Documentation historique
La documentation  permet de connaître la nature des pierres employées dans un monument et le lieu de l’extraction. Les grands chantiers religieux du Moyen-âge nous ont légué de riches archives (comptes, contrats, chroniques). Depuis le XVIe siècle, les bâtiments royaux sont, eux aussi bien documentés (marchés…) et il en ira de même pour les constructions des administrations révolutionnaire, impériale ou républicaine.

Le problème de l’approvisionnement en pierres pour la restauration
La formidable richesse du patrimoine bâti en pierre témoigne de la diversité des ressources géologiques du territoire. Pour des raisons de techniques et de coût de transport, depuis l’Antiquité, les pierres des monuments ont généralement été extraites localement dans des carrières de toutes tailles, dont certaines n’ont parfois servi qu’à alimenter tel ou tel chantier. La connaissance détaillée de la qualité des pierres a néanmoins pu amener les maîtres d’œuvres anciens et médiévaux à faire des choix qui impliquaient des transports parfois importants.

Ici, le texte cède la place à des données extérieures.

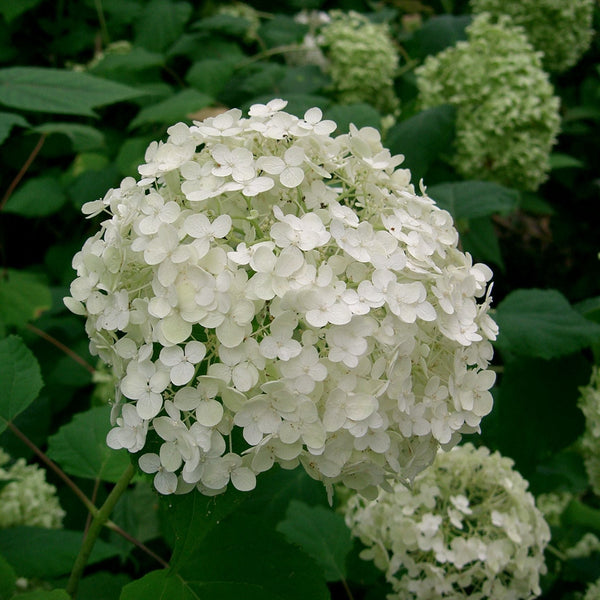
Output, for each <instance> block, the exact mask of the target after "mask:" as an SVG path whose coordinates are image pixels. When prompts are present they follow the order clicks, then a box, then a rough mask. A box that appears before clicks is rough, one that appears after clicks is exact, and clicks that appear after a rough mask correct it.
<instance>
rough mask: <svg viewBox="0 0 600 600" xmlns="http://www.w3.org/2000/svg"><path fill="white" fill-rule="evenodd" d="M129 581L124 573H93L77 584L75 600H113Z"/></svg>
mask: <svg viewBox="0 0 600 600" xmlns="http://www.w3.org/2000/svg"><path fill="white" fill-rule="evenodd" d="M128 533H131V532H130V531H129V532H128ZM121 539H123V538H121ZM130 546H131V544H130ZM130 581H131V578H130V577H128V576H127V575H125V574H124V573H117V574H113V573H107V572H106V571H100V572H99V573H94V574H93V575H89V576H88V577H84V578H83V579H82V580H81V581H80V582H79V587H78V588H77V600H115V598H118V597H119V595H120V593H121V590H122V589H123V587H124V586H126V585H127V584H128V583H129V582H130Z"/></svg>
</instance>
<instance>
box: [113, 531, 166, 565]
mask: <svg viewBox="0 0 600 600" xmlns="http://www.w3.org/2000/svg"><path fill="white" fill-rule="evenodd" d="M105 525H106V527H107V528H108V529H110V530H111V531H114V532H115V533H116V534H118V535H120V536H121V537H122V538H124V539H126V540H127V541H128V542H130V543H131V544H133V545H134V546H137V547H138V548H139V549H140V550H143V551H144V552H145V553H146V554H147V555H148V556H151V557H152V558H153V559H154V560H155V561H156V562H157V563H159V564H160V565H161V566H162V567H164V568H165V569H169V568H170V566H171V565H169V563H168V562H167V561H166V560H163V559H162V558H161V557H160V556H158V554H156V553H155V552H154V551H153V550H150V548H148V546H146V544H143V543H142V542H140V541H139V540H138V539H136V538H134V537H133V536H132V535H129V534H128V533H127V532H126V531H124V530H123V529H121V528H120V527H119V526H118V525H117V524H116V523H113V522H112V521H107V522H106V523H105Z"/></svg>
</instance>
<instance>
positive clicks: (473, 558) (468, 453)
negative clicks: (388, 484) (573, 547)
mask: <svg viewBox="0 0 600 600" xmlns="http://www.w3.org/2000/svg"><path fill="white" fill-rule="evenodd" d="M527 487H528V484H527V482H526V481H525V480H524V479H523V478H522V477H521V475H520V474H519V473H518V472H517V471H515V470H514V469H513V461H512V460H510V459H508V458H503V457H502V456H500V455H499V454H498V453H497V452H496V453H494V454H490V452H489V450H488V449H487V448H479V449H475V448H474V447H473V446H472V445H471V444H465V445H464V446H458V447H456V448H454V449H453V450H451V451H450V452H448V453H445V454H440V455H439V456H438V457H437V458H436V461H435V462H434V464H433V466H432V467H430V468H429V469H427V470H426V471H425V472H424V473H421V474H420V475H419V476H418V477H417V478H416V480H415V482H414V487H413V489H412V490H411V489H407V488H406V487H405V486H403V485H401V484H397V485H396V486H395V489H394V490H393V492H386V491H381V492H380V495H379V497H378V498H377V499H376V500H373V501H368V500H365V499H364V498H360V497H359V496H357V495H355V496H353V497H352V498H351V499H350V501H349V502H348V504H347V507H346V522H347V524H348V526H349V527H350V528H351V529H352V531H353V533H354V535H356V536H357V537H359V538H360V539H361V541H362V542H363V543H364V544H365V545H366V546H367V548H366V549H365V550H363V552H362V553H361V556H362V557H363V558H365V559H370V560H373V561H374V562H375V565H376V566H377V567H378V568H380V569H381V570H382V571H384V572H385V574H386V578H387V579H388V581H389V582H390V583H391V584H392V586H393V588H394V592H395V593H394V594H393V595H390V596H388V598H390V599H393V598H397V599H399V600H400V599H405V598H419V599H421V598H422V599H424V600H440V599H442V598H443V599H445V600H450V599H452V600H463V599H465V598H469V599H471V600H482V599H484V598H489V599H490V600H491V599H493V600H496V599H499V598H506V599H508V598H511V599H513V600H518V599H524V598H533V597H535V596H537V595H539V594H540V591H541V590H540V586H539V576H540V574H543V573H545V572H546V567H545V563H544V548H545V547H546V545H547V543H548V542H549V540H550V529H549V527H548V525H547V523H546V522H545V520H544V518H543V516H542V514H541V512H540V511H539V510H538V509H537V508H536V506H535V502H534V499H533V496H532V495H531V494H530V493H529V492H528V491H527Z"/></svg>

Si ces particularités géologiques font vivre la singularité et l’originalité de chaque monument, elles posent de sérieux problèmes aux restaurateurs. En effet, si les carrières d’origine sont souvent connues, elles peuvent ne plus  être en activité aujourd’hui et ont, pour nombre d’entre elles, disparu. En l’absence du matériau d’origine, le choix de la pierre de substitution est donc souvent le résultat d’un arbitrage délicat.

1 Eugène Viollet-le-Duc et Prosper Mérimée. « Instructions pour la conservation, l’entretien et la restauration des édifices diocésains, et particulièrement des cathédrales », 1849.